Sasha and Tamara compete for the school captain position. Matt also becomes involved and he and Tamara win. Sasha helps Matt with his speech and he kisses her. She rejects him as she is dating Spencer, but he later breaks up with her. Sasha grows closer to Matt when she learns that he is struggling to take care of his younger sister, Eloise (Darcey Wilson). Sasha convinces Matt to let Eloise go into care. Matt kisses Sasha again, but she rejects his advances. She finds him a place to live with Leah. Matt and Sasha later begin dating. Sasha writes an article about Oscar MacGuire (Jake Speer) hitting Tamara with a car. Evelyn blames Sasha when Oscar is arrested by the police and Matt comes to her defence, but embarrasses Sasha in the process. Matt apologises by Matt stripping off in public to embarrass himself. Sasha replaces Tamara as school captain. Matt and Sasha organise the year 12 formal and they consummate their relationship. Sasha learns Casey has died and she explains to Matt that she never forgave Casey for hurting her.

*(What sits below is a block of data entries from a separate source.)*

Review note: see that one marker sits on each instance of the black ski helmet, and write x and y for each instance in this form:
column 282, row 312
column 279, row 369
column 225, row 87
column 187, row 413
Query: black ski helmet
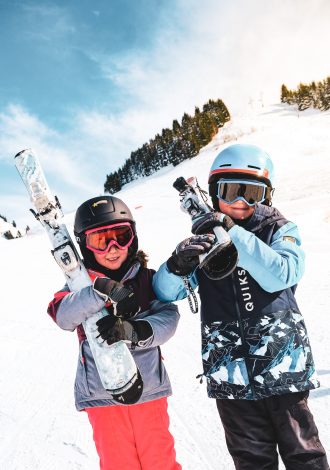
column 97, row 212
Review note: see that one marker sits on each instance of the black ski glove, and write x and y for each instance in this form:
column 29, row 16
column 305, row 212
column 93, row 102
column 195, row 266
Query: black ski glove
column 207, row 222
column 185, row 258
column 122, row 297
column 129, row 331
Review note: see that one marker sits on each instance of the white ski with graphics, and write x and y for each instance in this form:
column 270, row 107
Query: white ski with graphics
column 115, row 364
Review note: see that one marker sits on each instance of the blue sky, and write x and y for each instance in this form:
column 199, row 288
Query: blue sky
column 86, row 82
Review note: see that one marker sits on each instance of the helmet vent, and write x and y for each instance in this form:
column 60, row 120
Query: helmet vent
column 256, row 167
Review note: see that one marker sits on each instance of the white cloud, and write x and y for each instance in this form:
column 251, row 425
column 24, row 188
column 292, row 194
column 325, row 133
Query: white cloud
column 235, row 50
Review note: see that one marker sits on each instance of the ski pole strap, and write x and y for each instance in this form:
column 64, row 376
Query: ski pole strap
column 191, row 296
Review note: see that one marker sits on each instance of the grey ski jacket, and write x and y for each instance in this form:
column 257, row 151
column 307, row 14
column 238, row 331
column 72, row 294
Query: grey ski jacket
column 70, row 309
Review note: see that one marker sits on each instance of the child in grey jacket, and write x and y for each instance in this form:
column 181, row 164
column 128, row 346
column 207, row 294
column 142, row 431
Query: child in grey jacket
column 133, row 436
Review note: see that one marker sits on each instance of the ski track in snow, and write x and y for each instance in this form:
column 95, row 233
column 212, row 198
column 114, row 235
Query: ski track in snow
column 39, row 426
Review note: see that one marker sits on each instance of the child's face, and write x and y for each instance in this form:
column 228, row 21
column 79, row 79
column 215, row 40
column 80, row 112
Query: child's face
column 113, row 259
column 238, row 210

Sasha tells Matt that she does not want him to end up like Casey and Matt comforts her. Sasha and Matt's relationship is strained when Matt's father, Gray (Craig Ball), arrives. He attacks Matt for letting Eloise go and threatens Sasha. Things become worse when Sasha thinks Matt cheated on her with Evelyn. Sasha learns that Matt is performing at Phoebe Nicholson's (Isabella Giovinazzo) music launch in the city and she joins other Summer Bay residents on a bus to the launch. The bus crashes, but Sasha only suffers minor injuries. She tries to save the bus driver, but he dies in her arms. Sasha gets into her preferred university and arranges to commute back to the Bay to see Matt every week, when he is forced to return to school. She spends her last night with Matt before leaving for university. Sasha returns early to surprise Matt and they spend the night in the diner. After missing her bus, Matt drives Sasha back to the city. Sasha returns after failing her first assignment. After realising that their relationship won't work long-term, she and Matt break-up and Sasha leaves for good.

==Reception==
For her portrayal of Sasha, Harman was nominated in the Most Popular New Female Talent category at the 2012 Logie Awards. Susan Hill from the Daily Star called Sasha a "wayward teen". A Daily Record reporter thought Sasha and Xavier were a "photogenic couple". Carena Crawford from All About Soap questioned whether a girl of Sasha's size could kill Stu and whether she was being truthful over the events.